Наталью Николаевну неожиданное сватовство это чрезвычайно взволновало – и потому, что она видела в этом поступке взрыв отчаяния со стороны Дантеса, и потому, что ей стало страшно за сестру. Она попыталась отговорить ее от неосторожного шага, но та упорно твердила одно и то же:
– Сила моего чувства к нему так велика, что рано или поздно моя любовь покорит его сердце, а перед этим блаженством никакое страдание не устрашит меня… И оставь, пожалуйста!.. – вдруг вспыхнула Екатерина Николаевна. – Вся суть в том, что ты не хочешь его мне уступить…
Повесив прекрасную голову свою, Натали молча проглотила обиду: она не была так уж уверена в том, что Катя ошибается… А та, взволнованная, ушла к себе, чтобы перечитывать и целовать записочки от своего возлюбленного.
«Завтра я не дежурю, моя милая Катенька, но я приду в двенадцать часов к тетке, чтобы повидать вас, – писал он. – Между ней и бароном условленно, что я могу приходить к ней каждый день от двенадцати до двух, и, конечно, мой милый друг, я не пропущу первого же случая, когда мне позволит служба; но устройте так, чтобы мы были одни, а не в той комнате, где сидит милая тетя… Мне так много надо сказать вам, я хочу говорить о нашем счастливом будущем, но этот разговор не допускает свидетелей. Позвольте мне верить, что вы счастливы, потому что я так счастлив сегодня утром. Я не мог говорить с вами, но сердце мое было полно нежности и ласки к вам, так как я люблю вас, милая Катенька, и хочу вам повторить об этом сам с той искренностью, которая свойственна моему характеру и которую вы всегда во мне встретите. До свидания, спите крепко, отдыхайте спокойно: будущее вам улыбается… Пусть все это заставит вас видеть меня во сне… Весь ваш, моя возлюбленная…»

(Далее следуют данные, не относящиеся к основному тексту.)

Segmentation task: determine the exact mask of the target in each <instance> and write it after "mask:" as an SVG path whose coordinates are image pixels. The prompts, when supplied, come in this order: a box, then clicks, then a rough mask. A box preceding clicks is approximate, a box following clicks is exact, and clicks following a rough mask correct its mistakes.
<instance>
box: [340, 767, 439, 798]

И с горящим лицом она взялась за другую:
«Милая моя Катенька, я был с бароном, когда получил вашу записку. Когда просят так нежно и хорошо – всегда уверены в удовлетворении, но, мой прелестный друг, я менее красноречив, чем вы: единственный мой портрет принадлежит барону и находится на его письменном столе. Я просил его у него. Вот его точный ответ: “Скажите Катеньке, что я отдал ей ”оригинал”, а копию сохраню себе…”»
И, уронив пачку душеных листочков на колени, Катя задумалась о блаженном будущем, которое ее ждет…

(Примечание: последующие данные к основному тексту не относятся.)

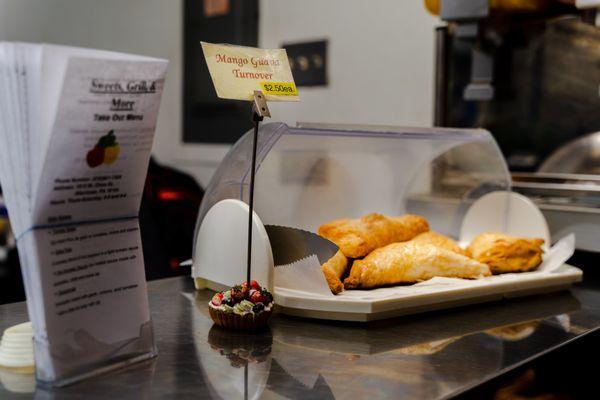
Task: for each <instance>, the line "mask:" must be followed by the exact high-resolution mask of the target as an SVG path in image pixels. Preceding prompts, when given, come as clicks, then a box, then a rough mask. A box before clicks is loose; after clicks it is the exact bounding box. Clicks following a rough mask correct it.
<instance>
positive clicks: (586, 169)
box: [425, 0, 600, 252]
mask: <svg viewBox="0 0 600 400" xmlns="http://www.w3.org/2000/svg"><path fill="white" fill-rule="evenodd" d="M425 5H426V7H427V8H428V10H429V11H430V12H432V13H434V14H436V15H439V16H440V18H441V20H443V21H445V22H446V23H447V24H446V25H445V26H443V27H439V28H437V30H436V82H435V85H436V92H435V100H436V102H435V116H434V118H435V120H434V123H435V125H438V126H452V127H483V128H486V129H488V130H489V131H490V132H492V134H493V135H494V136H495V138H496V140H497V141H498V144H499V146H500V147H501V149H502V151H503V153H504V155H505V157H506V159H507V164H508V166H509V168H510V170H511V171H512V178H513V183H512V185H513V189H514V190H515V191H518V192H520V193H523V194H525V195H527V196H529V197H530V198H532V199H533V200H534V201H535V202H536V203H537V204H538V206H539V207H540V209H541V210H542V211H543V213H544V215H545V216H546V219H547V220H548V223H549V225H550V229H551V232H552V236H553V239H557V238H560V237H561V236H563V235H564V234H566V233H568V232H575V234H576V236H577V247H578V249H580V250H588V251H596V252H597V251H600V247H599V246H598V245H597V243H599V242H600V132H599V133H595V134H590V133H591V132H597V131H600V112H598V110H600V68H599V66H600V17H599V16H600V13H599V12H598V10H599V9H600V0H584V1H581V0H577V1H575V0H425ZM434 173H435V174H436V175H437V178H436V179H435V181H436V182H438V190H439V191H440V192H448V191H452V188H455V187H461V186H464V184H465V183H464V182H460V181H458V180H457V176H460V175H459V174H457V171H456V168H455V167H454V166H453V160H452V157H447V159H446V160H445V161H444V162H443V163H440V167H439V168H438V169H437V170H435V171H434Z"/></svg>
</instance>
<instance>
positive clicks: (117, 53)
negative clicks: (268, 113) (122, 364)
mask: <svg viewBox="0 0 600 400" xmlns="http://www.w3.org/2000/svg"><path fill="white" fill-rule="evenodd" d="M166 66H167V61H165V60H160V59H154V58H148V57H140V56H133V55H129V54H120V53H113V52H106V51H98V50H89V49H79V48H71V47H63V46H51V45H37V44H25V43H6V42H3V43H0V183H1V185H2V190H3V193H4V197H5V200H6V204H7V207H8V211H9V218H10V221H11V225H12V228H13V231H14V233H15V236H16V237H17V246H18V250H19V256H20V259H21V268H22V271H23V277H24V281H25V288H26V294H27V306H28V311H29V316H30V319H31V321H32V324H33V330H34V341H35V359H36V367H37V378H38V379H39V380H42V381H46V382H51V383H53V384H59V385H60V384H64V383H69V382H72V381H74V380H77V379H80V378H82V377H85V376H89V375H91V374H94V373H95V372H96V371H98V370H106V369H108V368H110V367H111V366H113V365H115V363H117V362H120V363H121V364H123V363H129V362H131V361H132V360H135V359H141V358H147V357H150V356H152V355H154V354H155V348H154V341H153V336H152V328H151V323H150V315H149V311H148V300H147V292H146V283H145V276H144V262H143V257H142V248H141V242H140V234H139V226H138V219H137V216H138V211H139V204H140V200H141V195H142V191H143V186H144V181H145V177H146V171H147V166H148V160H149V157H150V151H151V148H152V142H153V136H154V128H155V125H156V118H157V114H158V108H159V104H160V98H161V94H162V89H163V83H164V75H165V70H166Z"/></svg>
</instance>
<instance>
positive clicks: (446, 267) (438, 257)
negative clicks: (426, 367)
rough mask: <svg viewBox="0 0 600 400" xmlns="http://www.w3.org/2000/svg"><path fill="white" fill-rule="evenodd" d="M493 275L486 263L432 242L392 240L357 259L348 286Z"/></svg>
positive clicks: (369, 286) (421, 280)
mask: <svg viewBox="0 0 600 400" xmlns="http://www.w3.org/2000/svg"><path fill="white" fill-rule="evenodd" d="M489 275H491V273H490V269H489V267H488V266H487V265H485V264H482V263H480V262H477V261H475V260H471V259H470V258H468V257H465V256H463V255H460V254H457V253H454V252H452V251H450V250H446V249H442V248H439V247H436V246H434V245H431V244H418V243H411V242H406V243H392V244H390V245H387V246H385V247H382V248H380V249H377V250H375V251H373V252H372V253H371V254H369V255H368V256H366V257H365V258H364V259H363V260H356V261H354V263H353V264H352V268H351V269H350V276H348V278H346V279H345V280H344V288H345V289H373V288H377V287H380V286H389V285H397V284H400V283H415V282H419V281H424V280H427V279H431V278H433V277H435V276H445V277H453V278H469V279H474V278H479V277H481V276H489Z"/></svg>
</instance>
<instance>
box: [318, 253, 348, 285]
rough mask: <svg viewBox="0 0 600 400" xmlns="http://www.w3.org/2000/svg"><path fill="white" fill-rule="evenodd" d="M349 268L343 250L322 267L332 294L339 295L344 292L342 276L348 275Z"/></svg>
mask: <svg viewBox="0 0 600 400" xmlns="http://www.w3.org/2000/svg"><path fill="white" fill-rule="evenodd" d="M347 268H348V259H347V258H346V256H345V255H344V253H342V252H341V250H340V251H338V252H337V253H335V255H334V256H333V257H331V258H330V259H329V260H328V261H327V262H326V263H325V264H323V265H321V269H322V270H323V275H325V279H326V280H327V284H328V285H329V289H331V293H333V294H338V293H340V292H341V291H342V290H344V284H343V283H342V276H344V274H345V273H346V269H347Z"/></svg>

Пушкин бесновался, худел и нервничал чрезвычайно. Он ни на грош не верил в свадьбу. Он чувствовал, что это просто какой-то новый мерзкой ход со стороны Дантеса и его отца, и, хотя ему и хотелось скорее покончить – накануне новой жизни – со всей этой грязью, он никак не мог не возвращаться к ней, нервничал и худел. И вдруг Николай, которому было слишком хорошо известно тяжелое материальное положение его, через Бенкендорфа прислал Наталье Николаевне 10 000 при письме. «Его Величество, – писал генерал-бабник, – желая что-нибудь сделать приятное Вашему мужу и Вам, поручил мне передать Вам в собственные руки сумму, при сем прилагаемую, по случаю брака Вашей сестры, будучи уверен, что Вам доставит удовольствие сделать ей свадебный подарок…» И в этом Пушкин учуял душой что-то темное и грязное, но не знал, что делать…

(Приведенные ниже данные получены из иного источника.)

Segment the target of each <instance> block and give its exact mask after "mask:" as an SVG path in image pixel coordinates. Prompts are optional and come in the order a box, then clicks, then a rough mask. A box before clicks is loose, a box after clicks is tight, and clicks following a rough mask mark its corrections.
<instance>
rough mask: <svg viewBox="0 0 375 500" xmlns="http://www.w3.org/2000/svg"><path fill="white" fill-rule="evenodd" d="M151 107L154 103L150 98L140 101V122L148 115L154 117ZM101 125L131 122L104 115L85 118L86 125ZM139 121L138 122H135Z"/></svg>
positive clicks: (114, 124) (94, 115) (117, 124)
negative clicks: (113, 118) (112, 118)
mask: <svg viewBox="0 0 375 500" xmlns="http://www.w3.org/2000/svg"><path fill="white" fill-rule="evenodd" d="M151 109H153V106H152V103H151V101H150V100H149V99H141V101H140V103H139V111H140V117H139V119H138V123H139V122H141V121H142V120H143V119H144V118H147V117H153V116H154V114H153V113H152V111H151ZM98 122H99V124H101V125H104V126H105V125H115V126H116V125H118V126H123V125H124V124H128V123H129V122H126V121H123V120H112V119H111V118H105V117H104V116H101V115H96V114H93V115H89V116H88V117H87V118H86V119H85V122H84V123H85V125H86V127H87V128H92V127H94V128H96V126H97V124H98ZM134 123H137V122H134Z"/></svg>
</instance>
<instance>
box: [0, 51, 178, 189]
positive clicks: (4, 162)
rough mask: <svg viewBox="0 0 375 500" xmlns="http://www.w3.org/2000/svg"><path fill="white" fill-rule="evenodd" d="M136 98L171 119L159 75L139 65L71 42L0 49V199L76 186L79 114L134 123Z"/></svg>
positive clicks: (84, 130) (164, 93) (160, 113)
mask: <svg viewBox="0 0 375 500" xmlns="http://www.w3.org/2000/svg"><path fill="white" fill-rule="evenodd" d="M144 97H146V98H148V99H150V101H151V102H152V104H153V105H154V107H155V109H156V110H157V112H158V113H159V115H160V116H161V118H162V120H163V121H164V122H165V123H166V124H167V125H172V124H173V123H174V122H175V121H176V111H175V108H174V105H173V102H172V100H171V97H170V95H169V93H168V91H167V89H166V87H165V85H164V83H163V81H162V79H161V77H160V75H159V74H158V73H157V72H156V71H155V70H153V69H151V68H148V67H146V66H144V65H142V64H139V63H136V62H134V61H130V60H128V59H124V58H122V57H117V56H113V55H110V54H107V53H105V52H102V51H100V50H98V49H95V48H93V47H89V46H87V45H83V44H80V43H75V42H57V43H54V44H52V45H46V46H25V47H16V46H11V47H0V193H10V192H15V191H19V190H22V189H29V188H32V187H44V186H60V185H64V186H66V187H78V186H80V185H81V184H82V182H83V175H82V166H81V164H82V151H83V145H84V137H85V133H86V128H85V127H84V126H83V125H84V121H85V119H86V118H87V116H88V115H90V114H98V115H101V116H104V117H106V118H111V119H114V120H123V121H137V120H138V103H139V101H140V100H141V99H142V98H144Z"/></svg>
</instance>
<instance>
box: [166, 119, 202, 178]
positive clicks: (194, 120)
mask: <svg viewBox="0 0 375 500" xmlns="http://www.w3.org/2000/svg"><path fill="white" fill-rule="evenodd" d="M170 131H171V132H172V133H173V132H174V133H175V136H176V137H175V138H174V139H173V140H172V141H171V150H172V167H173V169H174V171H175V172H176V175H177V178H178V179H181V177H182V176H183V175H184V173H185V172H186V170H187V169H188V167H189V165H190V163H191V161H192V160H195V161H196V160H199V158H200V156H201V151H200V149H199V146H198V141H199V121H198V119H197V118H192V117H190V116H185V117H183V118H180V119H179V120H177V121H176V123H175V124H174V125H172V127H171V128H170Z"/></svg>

Назначенный для свадьбы срок между тем надвигался. Дантес, имевший теперь благодаря щедротам императрицы всероссийской и голландского отца своего 70 000 годового дохода, – как раз то, о чем напрасно мечтал для своей семьи Пушкин, – счел нужным, однако, перед свадьбой остановиться несколько и на деловой стороне предприятия. Во-первых, ввиду того, что выделить ее часть из имения до смерти больного отца было невозможно, он поставил условием ежегодную выплату его жене известной суммы, а во-вторых, он захотел иметь гарантию в том, что со временем эта часть наследства без всяких препятствий перейдет к его жене, причем желал строго установить объем этого наследства. Опекун имения, брат Кати, приехал к свадьбе из Москвы и дал Дантесу обещание выплачивать ежегодно сестре 5000 ассигнациями, причем 10 000 были выданы немедленно на приданое невесте.